The Cloud: Don’t Fall for Turnkey Data Mining

By Dan Sullivan May 23, 2012 11:51 AM

Data Analytics

A little knowledge is a dangerous thing – especially when it is applied to data analytics.

 As cloud computing matures we are seeing more services for data mining and statistical analysis and more opportunities for misuse.  Google offers a prediction engine for classifying data. The new SaaS provider BigML bills its offerings as “machine learning for everyone.” Revolution Analytics has created a scalable version of the popular R statistics package which you can run yourself in Amazon EC2.  These are three examples of the advances cloud computing enables.

There are definitely benefits to be gained using these and similar services, as long as we use them properly.

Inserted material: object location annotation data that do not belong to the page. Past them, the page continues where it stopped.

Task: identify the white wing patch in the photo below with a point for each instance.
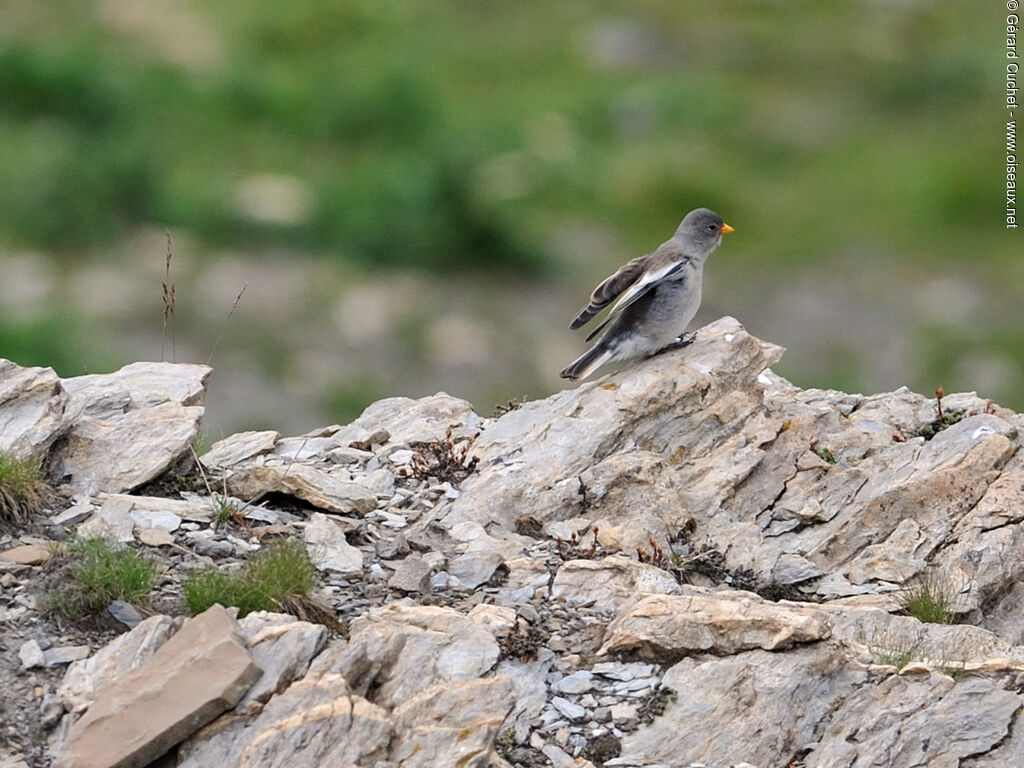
(647, 280)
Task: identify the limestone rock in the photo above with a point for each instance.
(454, 724)
(669, 627)
(765, 707)
(85, 679)
(316, 722)
(411, 422)
(283, 648)
(238, 448)
(413, 574)
(32, 410)
(611, 583)
(195, 676)
(129, 426)
(27, 554)
(398, 651)
(322, 489)
(328, 548)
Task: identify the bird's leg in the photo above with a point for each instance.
(683, 340)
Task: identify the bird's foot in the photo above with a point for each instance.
(684, 340)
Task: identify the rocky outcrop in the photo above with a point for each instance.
(688, 561)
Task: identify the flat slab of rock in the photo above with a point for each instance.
(238, 448)
(666, 628)
(322, 489)
(27, 554)
(129, 426)
(32, 410)
(328, 548)
(201, 672)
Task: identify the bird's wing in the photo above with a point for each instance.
(631, 283)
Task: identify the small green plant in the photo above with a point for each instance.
(448, 460)
(505, 743)
(87, 574)
(943, 418)
(930, 599)
(654, 705)
(272, 578)
(822, 453)
(522, 641)
(23, 491)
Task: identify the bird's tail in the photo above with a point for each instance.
(589, 361)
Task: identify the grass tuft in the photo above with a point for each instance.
(23, 491)
(930, 599)
(271, 580)
(88, 574)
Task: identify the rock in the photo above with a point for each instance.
(129, 426)
(316, 722)
(238, 448)
(328, 548)
(765, 706)
(668, 627)
(579, 682)
(322, 489)
(955, 721)
(400, 650)
(571, 711)
(27, 554)
(73, 515)
(155, 537)
(283, 648)
(641, 406)
(66, 654)
(412, 422)
(413, 574)
(610, 584)
(32, 410)
(209, 544)
(701, 462)
(31, 654)
(145, 508)
(198, 674)
(125, 612)
(451, 724)
(474, 568)
(85, 679)
(148, 519)
(112, 521)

A simplistic view of data analytics as a service is that it lets you upload your data to a service, it crunches some data mining or statistics algorithm and generates a model for predicting whatever you wanted predicting. You could use these tools to predict credit worthiness, cross selling opportunities,  news stories of interest to executives or just about anything that you can represent using example cases described by attributes.  Once you have your model, you could just start running your new data through it to generate predications and classifications but that would be a mistake, possibly a big mistake.

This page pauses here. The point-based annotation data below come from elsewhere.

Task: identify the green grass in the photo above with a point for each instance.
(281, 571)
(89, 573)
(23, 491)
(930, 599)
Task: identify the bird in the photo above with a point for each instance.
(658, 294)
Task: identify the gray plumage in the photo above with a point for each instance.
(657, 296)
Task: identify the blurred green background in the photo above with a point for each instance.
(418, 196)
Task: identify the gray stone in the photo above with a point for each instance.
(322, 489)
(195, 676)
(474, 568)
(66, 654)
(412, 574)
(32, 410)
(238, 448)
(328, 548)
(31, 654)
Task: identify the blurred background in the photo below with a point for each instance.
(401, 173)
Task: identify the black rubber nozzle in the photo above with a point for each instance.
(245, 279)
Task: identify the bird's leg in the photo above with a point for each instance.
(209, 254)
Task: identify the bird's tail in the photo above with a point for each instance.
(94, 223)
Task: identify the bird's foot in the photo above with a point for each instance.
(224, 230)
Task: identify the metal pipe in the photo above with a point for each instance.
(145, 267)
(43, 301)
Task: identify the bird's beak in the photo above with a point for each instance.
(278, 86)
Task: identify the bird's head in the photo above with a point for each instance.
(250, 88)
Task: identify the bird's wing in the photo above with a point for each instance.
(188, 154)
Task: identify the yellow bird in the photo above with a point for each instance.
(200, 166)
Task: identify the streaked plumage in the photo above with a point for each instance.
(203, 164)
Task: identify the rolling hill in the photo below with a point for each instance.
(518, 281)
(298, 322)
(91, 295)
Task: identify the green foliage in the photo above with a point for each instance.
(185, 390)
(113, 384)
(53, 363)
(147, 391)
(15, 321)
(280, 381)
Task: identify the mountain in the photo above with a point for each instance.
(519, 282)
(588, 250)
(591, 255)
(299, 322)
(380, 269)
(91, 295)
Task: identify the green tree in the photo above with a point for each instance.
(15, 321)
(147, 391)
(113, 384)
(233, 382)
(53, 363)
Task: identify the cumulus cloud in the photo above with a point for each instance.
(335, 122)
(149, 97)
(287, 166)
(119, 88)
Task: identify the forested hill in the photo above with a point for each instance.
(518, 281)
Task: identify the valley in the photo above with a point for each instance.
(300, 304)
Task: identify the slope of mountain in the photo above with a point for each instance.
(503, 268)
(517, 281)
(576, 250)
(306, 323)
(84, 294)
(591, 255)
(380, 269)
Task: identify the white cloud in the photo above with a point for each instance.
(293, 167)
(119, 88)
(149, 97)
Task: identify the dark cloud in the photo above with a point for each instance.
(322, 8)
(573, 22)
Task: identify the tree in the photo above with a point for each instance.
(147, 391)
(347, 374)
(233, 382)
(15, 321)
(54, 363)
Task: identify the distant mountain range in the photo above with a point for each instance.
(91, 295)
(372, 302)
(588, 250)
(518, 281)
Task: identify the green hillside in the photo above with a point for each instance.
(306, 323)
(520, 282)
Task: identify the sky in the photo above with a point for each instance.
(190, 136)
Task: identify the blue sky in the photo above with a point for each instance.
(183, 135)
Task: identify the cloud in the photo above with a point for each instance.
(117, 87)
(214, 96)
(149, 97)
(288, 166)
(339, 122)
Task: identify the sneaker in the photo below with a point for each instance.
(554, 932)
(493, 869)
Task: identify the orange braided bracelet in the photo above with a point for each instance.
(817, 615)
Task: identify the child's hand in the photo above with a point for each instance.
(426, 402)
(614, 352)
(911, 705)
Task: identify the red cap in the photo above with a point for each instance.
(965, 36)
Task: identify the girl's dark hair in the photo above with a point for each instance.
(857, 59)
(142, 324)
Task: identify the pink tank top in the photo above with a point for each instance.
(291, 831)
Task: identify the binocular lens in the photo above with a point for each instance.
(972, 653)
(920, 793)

There are different ways to build predictive models and they have different advantages and disadvantages.  Google’s prediction engine is something of a black box because we don’t know how predictions are made. The documentation offers some advice on improving results. How accurate are the predictions?

The better your data, the better the predictions.

When we know the algorithm used we can anticipate potential limitations. For example, decision trees are commonly used in data mining. They have several advantages, including the fact that the results are easy to understand.  Finding an optimal decision tree is an intractable problem so algorithms use heuristics to come up with good approximations of an optimal solution.  This means that the same data set can generate different decision trees depending on the heuristics used and the order in which the data is presented.

So how do we know which of all the possible trees that can be generated are best? We don’t.

That’s why one effective technique is to build multiple decision trees and use the results from all of them to make a classification.  The combination of decision trees is known as a random forest. These perform quite well for many classification tasks.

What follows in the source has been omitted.